После появления спасительного танка меня подобрали и со всеми предосторожностями вынесли с поля боя, сквозь сумасшедшую ночную пальбу. Мы по-братски искали друг друга в этой буре; но последним, тем, кто дольше всех медлил с возвращением, оказался я.

Сразу же после операции, как только перестал действовать наркоз, все офицеры пришли ко мне; у всех были мокрые глаза.

Кто это сказал мне, что Лёню убили?

Руки у меня всё еще выпачканы кровью, лицо покрыто кровавой коркой, вся одежда пропитана кровью.
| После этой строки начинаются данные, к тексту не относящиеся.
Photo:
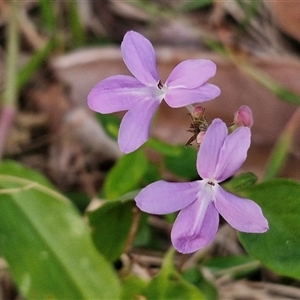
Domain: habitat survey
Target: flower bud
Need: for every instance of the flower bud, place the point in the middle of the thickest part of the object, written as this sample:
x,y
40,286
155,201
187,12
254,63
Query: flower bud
x,y
200,137
198,112
243,117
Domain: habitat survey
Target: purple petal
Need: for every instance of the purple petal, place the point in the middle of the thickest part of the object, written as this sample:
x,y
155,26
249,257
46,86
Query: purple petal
x,y
163,197
208,155
242,214
191,73
135,125
117,93
179,97
233,153
139,57
195,226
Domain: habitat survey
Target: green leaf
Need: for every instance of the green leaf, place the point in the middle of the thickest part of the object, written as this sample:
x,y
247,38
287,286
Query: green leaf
x,y
110,123
132,288
169,284
48,246
278,248
10,167
126,175
184,163
240,182
163,147
192,5
195,277
279,153
235,266
111,224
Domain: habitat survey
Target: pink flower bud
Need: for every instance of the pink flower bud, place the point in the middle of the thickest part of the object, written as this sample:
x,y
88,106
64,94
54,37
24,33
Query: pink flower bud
x,y
243,117
200,137
198,112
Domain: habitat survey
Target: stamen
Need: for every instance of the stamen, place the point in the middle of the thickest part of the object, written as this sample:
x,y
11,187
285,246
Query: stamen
x,y
160,85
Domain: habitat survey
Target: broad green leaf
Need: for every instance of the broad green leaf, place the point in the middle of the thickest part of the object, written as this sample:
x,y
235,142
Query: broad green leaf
x,y
235,266
132,288
48,245
169,284
126,174
280,151
10,167
183,164
191,5
195,277
240,182
163,147
110,123
278,248
111,224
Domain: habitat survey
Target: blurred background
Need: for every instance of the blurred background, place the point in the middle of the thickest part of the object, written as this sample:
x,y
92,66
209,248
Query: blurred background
x,y
66,47
53,52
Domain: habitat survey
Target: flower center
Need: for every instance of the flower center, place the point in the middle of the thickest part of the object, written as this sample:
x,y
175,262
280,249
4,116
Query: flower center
x,y
160,85
162,89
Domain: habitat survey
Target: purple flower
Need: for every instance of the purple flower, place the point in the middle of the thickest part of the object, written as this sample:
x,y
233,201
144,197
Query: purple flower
x,y
142,94
200,202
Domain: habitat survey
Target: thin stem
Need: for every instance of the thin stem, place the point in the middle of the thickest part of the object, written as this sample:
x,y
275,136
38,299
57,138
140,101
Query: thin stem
x,y
9,98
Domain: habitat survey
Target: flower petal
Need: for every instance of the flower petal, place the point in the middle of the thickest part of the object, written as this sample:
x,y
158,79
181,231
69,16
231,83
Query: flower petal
x,y
139,57
180,97
208,154
242,214
117,93
163,197
191,73
195,226
135,125
233,153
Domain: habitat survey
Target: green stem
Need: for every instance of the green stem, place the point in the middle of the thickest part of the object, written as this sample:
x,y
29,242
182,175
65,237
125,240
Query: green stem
x,y
9,99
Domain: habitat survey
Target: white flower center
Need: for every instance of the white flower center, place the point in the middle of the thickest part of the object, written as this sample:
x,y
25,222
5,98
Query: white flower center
x,y
161,91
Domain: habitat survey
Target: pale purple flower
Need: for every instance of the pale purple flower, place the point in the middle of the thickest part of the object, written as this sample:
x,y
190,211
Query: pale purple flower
x,y
200,202
142,94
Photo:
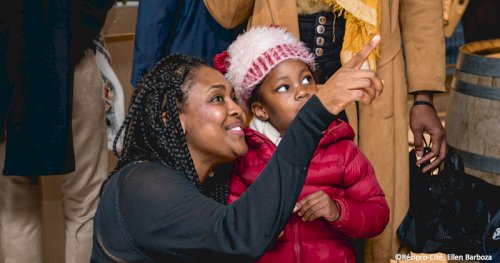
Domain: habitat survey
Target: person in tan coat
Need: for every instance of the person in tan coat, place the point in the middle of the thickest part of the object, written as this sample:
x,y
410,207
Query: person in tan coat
x,y
410,26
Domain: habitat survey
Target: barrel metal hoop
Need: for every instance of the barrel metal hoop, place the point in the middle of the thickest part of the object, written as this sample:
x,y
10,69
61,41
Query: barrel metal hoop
x,y
477,64
477,90
478,162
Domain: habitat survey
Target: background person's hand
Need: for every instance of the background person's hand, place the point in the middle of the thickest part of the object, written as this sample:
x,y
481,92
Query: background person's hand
x,y
317,205
350,83
424,119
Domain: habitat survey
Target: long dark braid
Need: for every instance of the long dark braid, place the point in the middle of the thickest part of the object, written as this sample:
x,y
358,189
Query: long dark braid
x,y
148,138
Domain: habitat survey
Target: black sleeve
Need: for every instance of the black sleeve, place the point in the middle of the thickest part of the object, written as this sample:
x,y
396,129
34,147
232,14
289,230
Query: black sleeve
x,y
176,220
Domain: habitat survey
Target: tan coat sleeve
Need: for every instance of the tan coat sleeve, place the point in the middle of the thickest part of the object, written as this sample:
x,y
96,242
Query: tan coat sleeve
x,y
423,42
230,13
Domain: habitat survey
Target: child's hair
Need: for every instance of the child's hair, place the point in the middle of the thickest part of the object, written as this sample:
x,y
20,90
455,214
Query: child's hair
x,y
254,54
146,137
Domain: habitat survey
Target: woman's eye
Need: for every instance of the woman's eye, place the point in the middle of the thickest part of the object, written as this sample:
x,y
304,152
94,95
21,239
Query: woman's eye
x,y
217,98
282,88
307,80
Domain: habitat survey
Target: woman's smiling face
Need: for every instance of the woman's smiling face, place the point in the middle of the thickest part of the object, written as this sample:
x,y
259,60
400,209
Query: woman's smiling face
x,y
212,119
Отец Н. говорит, что я напоминаю сейчас Господа на кресте; а капеллан госпиталя, уступивший мне свою кровать, кладет руку мне на лоб и говорит, что температуру нужно снизить.

— Зачем?

Я мало что соображаю. Я ведь теперь тоже — обломок войны; тоже превратился в балласт. Альпийцы из I дивизии понесли огромные потери. А если линия фронта опять будет прорвана? Меня бросает в дрожь.

«Боже мой, почему я не умер, может быть, я стал эгоистом? Я на пути жизни или на пути смерти?»

Как бы там ни было, это путь жертвенный. Fiat (Да будет так (лат.).)

Сестра купила мне новое облачение!.. А сейчас — канун Рождества, поют новену… et stillabunt monies dulcedinem. (И горы будут источать сладость (лат.)). А здесь, сколько горечи, сколько слез!

То и дело заходит капеллан и сообщает: «Еще один умер».

О, как мне это знакомо!

Мысль о доме появляется на моем горизонте, залитом кровью. Я ее боюсь.

Но буду ли я писать домой?

— Слушай, капеллан, передай с кем-нибудь, что я ранен. И еще… что я вернусь! Но, чувствую, сердце упало.

— А епископу передай вот что: «я ранен и лежу во фронтовом госпитале. Отдаю всё ради того, чтобы Россия обратилась к Богу, а Италии сопутствовала удача.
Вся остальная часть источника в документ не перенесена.